— Par Sabrina Solar —
Dix-huit ans après le dépôt d’une première plainte qui a abouti à un non-lieu en janvier 2023, le combat pour réparer l’empoisonnement des Antilles françaises au chlordécone continue. Ce pesticide, largement utilisé dans les bananeraies entre 1972 et 1993 en Guadeloupe et en Martinique, demeure au cœur d’une nouvelle action en justice lancée le jeudi 21 mars.
La Fédération internationale pour les droits humains (FIDH), en collaboration avec la Ligue des droits de l’homme et l’association antillaise Kimbé Rèd FWI, a déposé une réclamation collective auprès du Comité européen des droits sociaux à l’encontre de la France. Cette démarche vise à dénoncer la violation du droit à l’eau potable et à l’assainissement en Guadeloupe, ainsi que la pollution au chlordécone, considérée comme une atteinte au droit à la santé.
Le fondement de cette action contre l’État français repose sur la Charte sociale européenne, un traité du Conseil de l’Europe garantissant le respect des droits économiques et sociaux fondamentaux, dont la santé et la non-discrimination. Toutefois, la recevabilité du recours reste une question épineuse, car la Charte sociale européenne, bien que ratifiée par la France, ne spécifie pas explicitement son application aux territoires ultramarins.

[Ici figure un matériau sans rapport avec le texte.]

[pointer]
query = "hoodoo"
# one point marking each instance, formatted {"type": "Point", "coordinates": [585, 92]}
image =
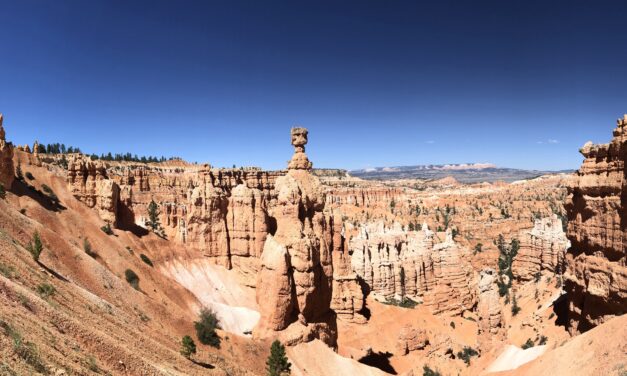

Le dossier déposé met en lumière plusieurs problématiques majeures. Tout d’abord, il souligne la privation d’eau potable touchant plus de 380 000 personnes en Guadeloupe, résultant à la fois de coupures chroniques du réseau de distribution et de la pollution de l’eau par le chlordécone. En effet, jusqu’à 80 % de l’eau produite en Guadeloupe est perdue en raison de fuites dans les réseaux, et même lorsque disponible, elle n’est pas potable en raison de la vétusté des canalisations et de la pollution au chlordécone.
De plus, le dossier met en lumière l’empoisonnement persistant au chlordécone des populations des Antilles françaises, touchant plus de 665 000 personnes dont la santé est exposée aux conséquences néfastes de ce pesticide. Malgré les alertes de l’Organisation mondiale de la santé dès 1979, le chlordécone n’a été interdit en France qu’en 1990 et a continué d’être utilisé aux Antilles françaises par dérogation ministérielle jusqu’en 1993. Cette inaction a eu des conséquences dévastatrices, avec plus de 90 % de la population adulte contaminée par le chlordécone, et des taux d’incidence de cancer de la prostate parmi les plus élevés au monde.
Face à cette situation alarmante, les associations demandent des mesures immédiates et concrètes de la part de l’État français. Elles appellent à des actions telles que la traçabilité systématique du chlordécone dans l’alimentation, des mesures de détoxification du corps humain pour les personnes exposées, et des efforts pour pallier les coupures d’eau et la non-potabilité de l’eau en Guadeloupe.
Malgré certains progrès, comme la reconnaissance par l’Assemblée nationale de la responsabilité de l’État dans le scandale du chlordécone, le chemin vers la justice environnementale et la réparation des préjudices reste long et ardu. La lenteur et l’insuffisance de la réponse de l’État français face à cette crise continuent de susciter l’indignation et la détermination des associations et des populations affectées.
Cette nouvelle action en justice souligne l’urgence d’agir pour mettre fin aux injustices environnementales et sanitaires persistantes aux Antilles françaises. Elle met en lumière les inégalités historiques entre les territoires d’outre-mer et l’Hexagone, et appelle à une reconnaissance et à un respect effectif des droits fondamentaux des Ultramarins.